Telegram, LINE, Slack, Email, and API adapters only perform:

1. receive
2. verify
3. normalize to `ConversationEvent`
4. send `OutboundMessage`

Channel adapters must not call LLMs, call MCP tools, decide approval, or embed
business logic. Channel escaping, token resolution, delivery retry, and
provider message IDs remain adapter responsibilities.
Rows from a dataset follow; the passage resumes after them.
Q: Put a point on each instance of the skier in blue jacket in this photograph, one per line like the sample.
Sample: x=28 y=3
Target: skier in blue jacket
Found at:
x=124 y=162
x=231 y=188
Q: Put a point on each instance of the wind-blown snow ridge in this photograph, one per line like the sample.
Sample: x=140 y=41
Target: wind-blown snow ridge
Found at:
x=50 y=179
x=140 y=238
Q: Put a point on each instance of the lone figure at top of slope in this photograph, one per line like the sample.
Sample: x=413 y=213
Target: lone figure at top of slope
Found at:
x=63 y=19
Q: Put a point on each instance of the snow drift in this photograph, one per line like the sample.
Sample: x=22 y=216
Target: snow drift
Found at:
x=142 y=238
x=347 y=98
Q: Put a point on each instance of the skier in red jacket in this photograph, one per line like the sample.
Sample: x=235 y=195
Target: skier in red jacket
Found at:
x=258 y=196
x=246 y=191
### D9 - Migrate by Strangler Fig

No production path should be replaced in one cutover. Migration must progress by
tenant and capability:

1. `shadow`: platform receives mirrored events, writes audit/trace only, no user
   response and no external side effects.
2. `canary`: platform can respond to selected low-risk traffic, side effects
   disabled by default.
3. `read_only`: read-only queries and business chat move first.
4. `suggest`: analysis and recommendations move next, approval still external.
5. `auto_remediate`: write/execute tools move only after Gateway, approval,
   replay, and audit evidence are green.

AWOOOI must also become a tenant (`project_id=awoooi`) instead of keeping a
privileged private path forever.

## Contract Baselines

### C1 - Project / Tenant Contract

Project is the smallest isolation unit.

Minimum contract fields:

- `project_id`
- `display_name`
- `status`
- `environments`
- `data_boundary`
- `platform_resources`
- `budget`
- `rate_limits`
- `allowed_agents`
- `allowed_channels`
- `approval_gates`
- `status_policy`

Invariants:

- `project_id` is immutable after creation.
- Data boundary enforcement happens at data/Gateway APIs, not in prompt text.
- Budget hard stop rejects cloud model calls with `BUDGET_EXCEEDED`.
- Agent calls outside `allowed_agents` return `AGENT_NOT_PERMITTED`.
- Project overrides may tighten permissions, never loosen them.
- Migration state lives in `project_migration_state`, not the stable project
  contract record.
- `suspended` behavior must explicitly define channel, model, and MCP access.

### C2 - Agent Contract

Agent Contract answers who the agent is, what it can do, what its interfaces are,
and its highest safety boundary.

Minimum contract fields:

- `agent_id`
- `base_agent_ref`
- `version`
- `lifecycle_status`
- `role`
- `capability_tags`
- `risk_class`
- `privacy_ceiling`
- `artifact_refs`
- `interface`
- `context_policy`
- `mcp_requirements`
- `execution_profile`
- `governance`

Invariants:

- Published versions are immutable.
- `base_agent_ref` must include a version range and resolve to an audited exact
  version at runtime.
- Prompt and schema artifacts require hashes.
- Agent requirements are not permissions; Gateway decides actual tool access.
- Agent output is LLM payload only. Runtime attaches trace, cost, policy, and
  validation metadata.
- `requires_approval` is calculated by runtime from project, agent, policy, and
  Gateway rules, not trusted from LLM output alone.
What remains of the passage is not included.